This is obviously related!                 
The Val di Noto and the Sicilian Baroque

As the crow flies, it's about 475 km/300 m southwest from Lecce to the Val di Noto below Mt. Etna and the city of Catania in the southeastern part of the island of Sicily. One of the things they have in common is that they are both splendid examples of the ornate architecture of the southern Italian Baroque period (around 1700). The paragraph below is
from my page  on "Other earthquakes in the South."

—1693 (Jan 11) In Sicily. Sicily lies on part of the complex convergent boundary where the African Plate is subducting beneath the Eurasian Plate. This subduction is responsible for the formation of the stratovolcano Mount Etna and great seismic activity. This quake is the most powerful one in Italian recorded history (!), striking Sicily, Calabria, and Malta. The main quake had an estimated magnitude of 7.4 on the MMS... [moment magnitude scale] destroying at least 70 towns and cities, seriously affecting an area of 5,600 square kilometers (2,200 sq mi) and killing 60,000 people... Almost two-thirds of the population of Catania were killed. The destruction resulted in extensive rebuilding of the towns and cities of southeastern Sicily, particularly the Val di Noto, in a uniform late style that has become known as Sicilian Baroque. Many of these towns now form part of the UNESCO World Heritage Site "Late Baroque Towns of the Val di Noto."
(images, top right: the Cathedral of Noto; bottom right: Church of San Domenico, Noto.
lower left: Sant'Agata Cathedral in Catania -#3 photo credit Berthold Werner)

Val di Noto encompasses the south-eastern third of Sicily. Historically, it was one of the three valli of Sicily.  That is not the same as valle in Italian or "valley" in English. It is best translated as province, district, maybe something like the English suffix -shire. It's from the Arabic Wali. The oldest recorded settlement in the Val di Noto was the ancient town of Akrai, near Palazzolo Acreide, founded in 664 BC. It was the first colony of the Greek Corinthian settlement at Syracuse. In other words, a "second generation" colony of the spread of Magna Graecia Greeks from Corinth moved to Italy and founded Syracuse and they, in turn, sent out settlers to found towns in the Val di Noto.

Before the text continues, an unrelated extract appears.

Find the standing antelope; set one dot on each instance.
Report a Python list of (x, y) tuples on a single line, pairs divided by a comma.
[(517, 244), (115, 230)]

After the great quake of 1693 many towns were rebuilt on entirely new sites, such as Noto. The rulers of the time, the kings of Spain (southern Italy was a Spanish vice-realm), granted authority to redesign the damaged towns. The first new buildings were in both the Renaissance and Baroque styles. The new towns were redesigned to have a town square in the center and to spread out in a radial pattern. Major buildings like churches, cloisters and palaces were built as focal points for the new streets, and the streets themselves were laid out in a grid pattern. The towns have come to be known as "Sicilian Baroque",  the most notable of which is the town of Noto, itself. In June 2002, UNESCO inscribed the towns of the Val di Noto on the World Heritage List as "representing the culmination and final flowering of Baroque art in Europe". The listed towns are Caltagirone, Militello in Val di Catania, Catania, Modica, Noto, Palazzolo Acreide, Ragusa, and Scicli.